Cette question peut être comprise par tous : imaginons quelqu'un ayant fait une dépression grave ayant nécessité une hospitalisation sous contrainte pour éviter un suicide probable. Et que, au décours de cette prise en charge, et ayant retrouvé sa façon habituelle de fonctionner, cette personne soit contrainte de rendre des comptes sur le traitement qu'elle serait obligée de prendre pendant des mois, voire des années : n'aurait-elle pas le sentiment que l'on porte atteinte à sa liberté ? Et si elle constate des effets secondaires invalidants de ces traitements obligatoires, contre qui va-t-elle se retourner ? Contre l'hôpital ? Contre l'état ?
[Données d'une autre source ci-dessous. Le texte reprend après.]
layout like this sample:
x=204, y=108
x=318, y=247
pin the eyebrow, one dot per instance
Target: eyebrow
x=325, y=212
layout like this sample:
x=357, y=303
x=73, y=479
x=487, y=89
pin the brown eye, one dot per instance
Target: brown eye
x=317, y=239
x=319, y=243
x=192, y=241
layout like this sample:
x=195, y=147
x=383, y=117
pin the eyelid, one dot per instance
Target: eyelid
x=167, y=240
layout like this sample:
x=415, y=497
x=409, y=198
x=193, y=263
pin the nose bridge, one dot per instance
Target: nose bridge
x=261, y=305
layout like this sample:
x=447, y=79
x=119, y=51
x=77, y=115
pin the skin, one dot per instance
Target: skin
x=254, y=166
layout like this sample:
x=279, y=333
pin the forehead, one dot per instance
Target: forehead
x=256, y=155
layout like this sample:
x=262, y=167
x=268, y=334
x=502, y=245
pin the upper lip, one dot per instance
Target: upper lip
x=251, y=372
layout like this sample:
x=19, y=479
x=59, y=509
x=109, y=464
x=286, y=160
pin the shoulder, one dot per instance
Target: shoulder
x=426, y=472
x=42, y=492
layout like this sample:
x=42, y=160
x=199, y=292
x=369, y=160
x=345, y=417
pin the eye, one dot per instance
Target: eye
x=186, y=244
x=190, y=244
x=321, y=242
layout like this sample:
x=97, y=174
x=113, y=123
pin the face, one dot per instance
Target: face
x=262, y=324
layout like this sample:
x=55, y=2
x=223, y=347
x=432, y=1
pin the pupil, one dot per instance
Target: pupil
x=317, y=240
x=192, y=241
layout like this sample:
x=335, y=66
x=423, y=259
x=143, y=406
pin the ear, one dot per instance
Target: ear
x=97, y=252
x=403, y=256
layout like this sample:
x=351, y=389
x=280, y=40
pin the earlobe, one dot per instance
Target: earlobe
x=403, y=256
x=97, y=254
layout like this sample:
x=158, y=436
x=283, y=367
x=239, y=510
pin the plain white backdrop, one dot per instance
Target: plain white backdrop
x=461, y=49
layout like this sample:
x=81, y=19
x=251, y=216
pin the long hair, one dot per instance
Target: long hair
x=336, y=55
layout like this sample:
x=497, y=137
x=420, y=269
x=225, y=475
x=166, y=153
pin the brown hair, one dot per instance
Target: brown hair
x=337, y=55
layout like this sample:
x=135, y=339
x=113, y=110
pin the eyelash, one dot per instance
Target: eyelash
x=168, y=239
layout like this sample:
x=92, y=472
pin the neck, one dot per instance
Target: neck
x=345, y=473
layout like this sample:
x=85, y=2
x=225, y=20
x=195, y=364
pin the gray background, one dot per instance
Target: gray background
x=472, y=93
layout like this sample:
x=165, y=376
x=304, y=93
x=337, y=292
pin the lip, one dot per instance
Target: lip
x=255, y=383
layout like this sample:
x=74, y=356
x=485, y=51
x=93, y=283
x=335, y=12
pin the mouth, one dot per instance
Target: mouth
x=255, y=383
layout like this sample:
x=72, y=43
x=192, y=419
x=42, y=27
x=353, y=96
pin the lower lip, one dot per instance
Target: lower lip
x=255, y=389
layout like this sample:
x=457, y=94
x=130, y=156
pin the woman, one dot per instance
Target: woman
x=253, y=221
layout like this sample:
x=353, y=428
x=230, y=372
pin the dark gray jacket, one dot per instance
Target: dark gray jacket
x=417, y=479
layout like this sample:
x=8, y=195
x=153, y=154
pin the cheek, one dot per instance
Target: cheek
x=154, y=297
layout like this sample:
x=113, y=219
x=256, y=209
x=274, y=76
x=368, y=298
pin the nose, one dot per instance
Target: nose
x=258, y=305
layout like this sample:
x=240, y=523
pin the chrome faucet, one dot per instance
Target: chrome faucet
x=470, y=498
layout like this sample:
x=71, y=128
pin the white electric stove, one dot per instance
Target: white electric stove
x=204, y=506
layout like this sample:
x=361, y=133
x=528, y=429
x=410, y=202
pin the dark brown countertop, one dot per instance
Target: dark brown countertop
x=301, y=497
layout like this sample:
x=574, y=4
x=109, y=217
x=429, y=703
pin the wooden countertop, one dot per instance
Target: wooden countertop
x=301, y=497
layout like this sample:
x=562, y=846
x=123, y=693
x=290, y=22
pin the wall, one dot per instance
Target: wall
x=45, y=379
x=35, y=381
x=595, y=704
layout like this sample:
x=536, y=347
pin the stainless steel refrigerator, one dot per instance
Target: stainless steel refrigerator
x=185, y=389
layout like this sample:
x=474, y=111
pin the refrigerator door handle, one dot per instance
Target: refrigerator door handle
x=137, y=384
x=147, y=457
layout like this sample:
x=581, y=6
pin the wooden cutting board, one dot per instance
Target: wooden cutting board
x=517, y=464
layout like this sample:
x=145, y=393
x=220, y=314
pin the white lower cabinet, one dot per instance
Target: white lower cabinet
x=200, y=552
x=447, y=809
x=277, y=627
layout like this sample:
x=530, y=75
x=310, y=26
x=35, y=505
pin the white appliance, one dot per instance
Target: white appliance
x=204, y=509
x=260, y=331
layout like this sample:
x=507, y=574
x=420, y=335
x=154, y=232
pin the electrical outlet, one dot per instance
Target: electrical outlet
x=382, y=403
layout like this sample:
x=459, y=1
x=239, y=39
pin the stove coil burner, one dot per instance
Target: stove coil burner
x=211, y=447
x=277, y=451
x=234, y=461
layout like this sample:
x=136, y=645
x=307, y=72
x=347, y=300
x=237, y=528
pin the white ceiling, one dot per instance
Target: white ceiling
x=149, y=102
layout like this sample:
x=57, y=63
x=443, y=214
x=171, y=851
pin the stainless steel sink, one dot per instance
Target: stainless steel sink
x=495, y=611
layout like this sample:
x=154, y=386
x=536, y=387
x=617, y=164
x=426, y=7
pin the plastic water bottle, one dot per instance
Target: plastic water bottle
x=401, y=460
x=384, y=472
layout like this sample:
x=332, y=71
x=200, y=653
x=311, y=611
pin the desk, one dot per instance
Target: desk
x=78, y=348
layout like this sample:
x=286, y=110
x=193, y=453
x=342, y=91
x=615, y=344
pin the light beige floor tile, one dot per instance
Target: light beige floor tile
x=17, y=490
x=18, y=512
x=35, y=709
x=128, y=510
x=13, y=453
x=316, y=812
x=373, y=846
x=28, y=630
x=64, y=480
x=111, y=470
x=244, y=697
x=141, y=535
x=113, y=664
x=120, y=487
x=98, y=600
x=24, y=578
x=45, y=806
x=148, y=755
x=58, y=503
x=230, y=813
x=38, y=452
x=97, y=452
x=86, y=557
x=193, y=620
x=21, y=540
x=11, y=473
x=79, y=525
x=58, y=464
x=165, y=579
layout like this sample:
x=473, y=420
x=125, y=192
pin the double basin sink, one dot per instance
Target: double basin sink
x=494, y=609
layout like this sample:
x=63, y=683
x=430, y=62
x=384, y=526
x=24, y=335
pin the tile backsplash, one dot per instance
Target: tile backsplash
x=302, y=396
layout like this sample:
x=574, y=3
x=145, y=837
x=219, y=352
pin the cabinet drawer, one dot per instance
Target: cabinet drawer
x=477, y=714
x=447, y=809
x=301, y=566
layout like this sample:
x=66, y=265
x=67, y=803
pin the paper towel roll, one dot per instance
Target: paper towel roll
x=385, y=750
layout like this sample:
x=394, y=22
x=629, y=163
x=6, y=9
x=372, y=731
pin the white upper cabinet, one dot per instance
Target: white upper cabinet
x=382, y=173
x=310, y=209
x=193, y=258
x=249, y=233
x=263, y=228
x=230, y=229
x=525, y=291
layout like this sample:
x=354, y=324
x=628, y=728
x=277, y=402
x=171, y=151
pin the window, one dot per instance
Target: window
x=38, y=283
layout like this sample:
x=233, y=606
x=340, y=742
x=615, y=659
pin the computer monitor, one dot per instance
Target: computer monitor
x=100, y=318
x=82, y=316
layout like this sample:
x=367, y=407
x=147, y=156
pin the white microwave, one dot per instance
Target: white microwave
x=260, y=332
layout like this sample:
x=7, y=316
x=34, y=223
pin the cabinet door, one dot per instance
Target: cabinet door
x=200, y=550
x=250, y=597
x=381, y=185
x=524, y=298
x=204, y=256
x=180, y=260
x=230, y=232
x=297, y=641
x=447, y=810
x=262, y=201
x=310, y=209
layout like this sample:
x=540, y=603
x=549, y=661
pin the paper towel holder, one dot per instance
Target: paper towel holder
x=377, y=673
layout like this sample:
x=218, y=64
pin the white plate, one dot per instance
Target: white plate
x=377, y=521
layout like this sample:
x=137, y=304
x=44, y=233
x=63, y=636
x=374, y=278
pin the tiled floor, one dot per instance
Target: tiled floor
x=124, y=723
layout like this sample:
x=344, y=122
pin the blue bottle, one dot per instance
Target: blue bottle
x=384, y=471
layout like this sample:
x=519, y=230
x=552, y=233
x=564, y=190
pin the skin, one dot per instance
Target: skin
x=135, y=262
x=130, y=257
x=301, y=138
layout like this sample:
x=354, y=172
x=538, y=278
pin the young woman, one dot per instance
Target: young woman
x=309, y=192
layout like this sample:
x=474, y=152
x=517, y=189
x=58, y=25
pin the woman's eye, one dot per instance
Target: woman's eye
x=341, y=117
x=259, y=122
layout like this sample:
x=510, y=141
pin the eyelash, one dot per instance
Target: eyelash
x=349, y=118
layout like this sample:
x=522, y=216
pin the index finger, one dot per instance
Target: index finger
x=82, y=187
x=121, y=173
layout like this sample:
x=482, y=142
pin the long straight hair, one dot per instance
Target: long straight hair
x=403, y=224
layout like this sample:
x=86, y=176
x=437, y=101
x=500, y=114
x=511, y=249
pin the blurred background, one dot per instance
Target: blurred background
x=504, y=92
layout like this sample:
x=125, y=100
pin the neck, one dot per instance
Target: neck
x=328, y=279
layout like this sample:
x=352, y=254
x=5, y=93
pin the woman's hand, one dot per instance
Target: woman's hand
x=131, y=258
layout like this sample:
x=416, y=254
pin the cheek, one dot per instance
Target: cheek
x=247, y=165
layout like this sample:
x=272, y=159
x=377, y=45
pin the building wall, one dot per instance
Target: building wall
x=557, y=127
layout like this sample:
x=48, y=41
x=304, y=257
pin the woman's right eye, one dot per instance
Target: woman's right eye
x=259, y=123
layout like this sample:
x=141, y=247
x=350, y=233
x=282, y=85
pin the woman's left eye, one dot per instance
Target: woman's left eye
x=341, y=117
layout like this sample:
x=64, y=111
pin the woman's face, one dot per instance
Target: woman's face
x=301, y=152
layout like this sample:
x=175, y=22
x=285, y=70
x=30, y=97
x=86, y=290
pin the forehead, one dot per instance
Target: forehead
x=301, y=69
La décompensation aiguë ayant nécessité une hospitalisation sous contrainte est toujours un évènement grave dans la vie d'une personne. Il semble souhaitable que l'hospitalisation, après l'amélioration des symptômes, serve à empêcher que de telles circonstances ne se reproduisent. Pour cela, il est important que le patient et l'équipe comprennent la chaîne d'évènements ayant entrainé la situation de décompensation. Alors le patient peut, même s'il a encore des difficultés à gérer ses difficultés, s'appuyer sur la prise en charge proposée pour éviter la rechute ou prévenir si cela recommence à aller mal. Or, si les soins sous contraintes persistent à domicile, il risque fort de continuer à se vivre comme l'objet d'un système qui le considère comme un irresponsable et se méfie de lui, voire le persécute dans sa propre demeure. Non seulement il y a fort à parier que l'alliance thérapeutique, nécessaire dans ce type de prise en charge, ne devienne impossible, mais la situation elle-même peut favoriser le vécu persécutif du patient. Cela ne veut pas dire qu'il faut laisser les patients sans traitement, mais qu'il faut avoir des moyens pour suivre ces patients en post-cure si c'est nécessaire( les professionnels expérimentés savent obtenir l'accord du patient, et pour cela il faut de la psychologie, du temps et du respect) ou les garder en hospitalisation s'ils ne sont pas stabilisés. Ce sont ces moyens qui manquent : on ne peut pas à la fois restreindre les temps d'hospitalisation, et en rester à une prise en charge ambulatoire insuffisante. Sauf à appliquer des principes qui s'observent ailleurs : augmentation des exigences de résultats, avec restriction des moyens. Ce qui entraine en général une culpabilisation accrue des professionnels à qui on ne donne pas les moyens de bien travailler.

Je pense que les proches de patients qui ont été favorables à ce projet, ont pensé à ces patients gravement atteints, livrés à eux-mêmes et ne prenant plus de traitement : ceci est un vrai et grave problème, mais n'oublions pas la réduction volontaire des durées d'hospitalisation (volontaire pour des raisons économiques) et des lits d'hospitalisation, ce qui fait que se faire hospitaliser rapidement de façon libre est parfois très difficile par manque de place, et la diminution de l'investissement dans la politique de suivi de secteur.